WaaaAAH! Rraak! 'Everybody in the Red Brick Building' is awake!
In Everybody in the Red Brick Building, a howling Baby Izzie wakes up a squawking parrot, which wakes up a trio of flashlight tag-playing friends, who wake up a little girl who decides the middle of the night is the best time to set off her toy rocket, which wakes up a cat, who leaps onto a car, setting off the alarm. Soon, everyone in the apartment building is wide awake.
Author Anne Wynter says she based her debut children's book on her own experience living in the city, listening to a child sing Jingle Bells through the walls, or laughing along with a neighbor who was watching Parks and Recreation on TV.
"There's so many interesting things that happen in apartments," says Wynter. "And so, I just decided to try to write a book where the apartment building featured in prominently."
Everybody in the Red Brick Building is a cumulative story — like The House That Jack Built or There Was an Old Lady Who Swallowed a Fly — it builds first to a cacophony of loud sounds.
Pitter Patter STOMP!
And then, as the residents of the apartment building are lulled back to sleep by the sounds of the city, it builds again to a cacophony of quiet sounds.
Anne Wynter and illustrator Oge Mora say one of the best parts of this book has been reading it out loud and perfecting their parrot sounds. "I watched a lot of videos of parrots," says Wynter. "I feel like the more I read it, the more, perhaps, loud I get, the more exaggerated I get."
"It's just kind of really interesting to see each particular reader's approach," says Mora, who adds that she's also been experimenting with stamping her foot on the floor while reading "Pitter Patter STOMP!"
Oge Mora illustrated Everybody in the Red Brick Building with collage art.
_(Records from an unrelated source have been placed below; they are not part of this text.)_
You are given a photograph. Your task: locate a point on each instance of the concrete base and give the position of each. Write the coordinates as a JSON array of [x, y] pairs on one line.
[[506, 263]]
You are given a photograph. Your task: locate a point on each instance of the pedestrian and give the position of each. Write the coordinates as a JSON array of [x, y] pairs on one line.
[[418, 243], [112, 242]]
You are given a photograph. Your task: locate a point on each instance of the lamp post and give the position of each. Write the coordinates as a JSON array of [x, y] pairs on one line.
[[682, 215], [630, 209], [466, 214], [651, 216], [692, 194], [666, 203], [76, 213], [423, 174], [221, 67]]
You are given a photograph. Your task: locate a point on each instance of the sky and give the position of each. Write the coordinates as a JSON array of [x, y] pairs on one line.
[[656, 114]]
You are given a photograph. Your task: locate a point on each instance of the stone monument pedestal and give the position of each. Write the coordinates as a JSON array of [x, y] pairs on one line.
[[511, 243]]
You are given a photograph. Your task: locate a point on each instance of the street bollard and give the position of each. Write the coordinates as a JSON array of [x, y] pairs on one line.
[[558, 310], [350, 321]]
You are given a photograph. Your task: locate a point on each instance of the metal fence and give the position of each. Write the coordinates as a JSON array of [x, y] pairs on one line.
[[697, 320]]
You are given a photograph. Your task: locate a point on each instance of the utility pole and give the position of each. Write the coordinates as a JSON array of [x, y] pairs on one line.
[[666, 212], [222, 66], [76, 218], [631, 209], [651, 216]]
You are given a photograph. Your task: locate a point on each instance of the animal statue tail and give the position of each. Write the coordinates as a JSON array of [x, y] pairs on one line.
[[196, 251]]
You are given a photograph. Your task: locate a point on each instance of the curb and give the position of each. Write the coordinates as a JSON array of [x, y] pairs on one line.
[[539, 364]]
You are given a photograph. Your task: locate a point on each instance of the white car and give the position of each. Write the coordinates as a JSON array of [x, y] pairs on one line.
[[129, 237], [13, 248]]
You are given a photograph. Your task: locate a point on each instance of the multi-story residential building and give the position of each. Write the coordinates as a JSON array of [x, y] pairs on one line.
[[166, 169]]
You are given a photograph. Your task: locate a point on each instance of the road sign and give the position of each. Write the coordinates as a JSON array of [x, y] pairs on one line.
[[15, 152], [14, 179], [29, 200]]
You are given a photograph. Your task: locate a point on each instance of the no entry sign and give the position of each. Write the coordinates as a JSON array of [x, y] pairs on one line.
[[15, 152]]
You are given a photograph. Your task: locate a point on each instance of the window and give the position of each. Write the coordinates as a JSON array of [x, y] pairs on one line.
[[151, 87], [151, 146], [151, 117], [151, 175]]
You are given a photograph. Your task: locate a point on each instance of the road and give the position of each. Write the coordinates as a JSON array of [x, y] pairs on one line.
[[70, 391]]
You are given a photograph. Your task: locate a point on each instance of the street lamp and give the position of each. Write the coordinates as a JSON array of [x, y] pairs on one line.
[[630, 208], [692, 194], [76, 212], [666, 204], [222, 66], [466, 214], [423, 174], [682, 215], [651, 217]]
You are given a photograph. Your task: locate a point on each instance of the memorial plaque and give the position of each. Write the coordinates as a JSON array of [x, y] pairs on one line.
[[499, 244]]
There are painted papers and old book scraps. Mora even scanned a bathroom tile and used that to make a striped shirt for one of the kids in the book.
"That's really what I love about collage," she says. "There are no rules to it. And it just really gives you room to play and incorporate a lot of different materials and styles."
Each room in the book has its own color — Baby Izzie's room is pink, Rayhan's is green, Natalia's is yellow — so as everyone wakes up and the cacophony of sounds builds, the building itself lights up like a rainbow.
Wynter and Mora didn't collaborate one-on-one for this book. Wynter, who is also a playwright, says she was happy to write the text and then pass the baton to Mora.
"I had no idea what illustrations would even look like," she says. "I was picturing real people doing this. I was picturing it like I was writing a play ... And then it's wonderful to be so pleasantly surprised at the end of the process when you're like, this is more than I could have ever, ever pictured in my mind."
Mora, who is also an author (her debut picture book Thank You, Omu! was a Caldecott Honor book), says she loves illustrating books by authors who give her the creative freedom to play. "Even though we didn't know each other, I did always feel throughout that we were on the same page," she says.
At the end of the book, Baby Izzie is rocked back to sleep in her mother's arms, listening to the:
of her heart. Both Wynter and Mora say that this is their favorite page.
"I had been struggling a lot with that page," says Mora. Her illustrations are usually more simple, on the cartoonish side, and it was hard to convey the heartfelt moment at the end of this story. Until one day when she was flipping through photos on her phone, Mora found one of her sister holding her new nephew, Chiji (whom she thinks would love this book), and that became her inspiration.
"It was interesting collaging or working on this book during the pandemic, and being so far away from my own family and the things that kind of keep me whole and keep me really motivated," says Mora. Everybody in the Red Brick Building reminded her of that same kind of community, she says, "of how special those moments we have with each other are."
Wynter says the last page is her favorite because she, too, saw her family on the page. When she was writing it, her child was about the same age as Baby Izzie.
"I didn't know what each of these groups of people would look like. And so getting to that part and seeing a Black mother with her Black child ... I love it. It meant so much to me."
She says she hopes this book provides a comfort to both children and parents reading it.
"That's what I always look for in picture books," she says. "You want to feel that sense of OK. Even if we're all awake in the middle of the night and I'm tired, we will get back to sleep, and we will get some rest and it will all be OK."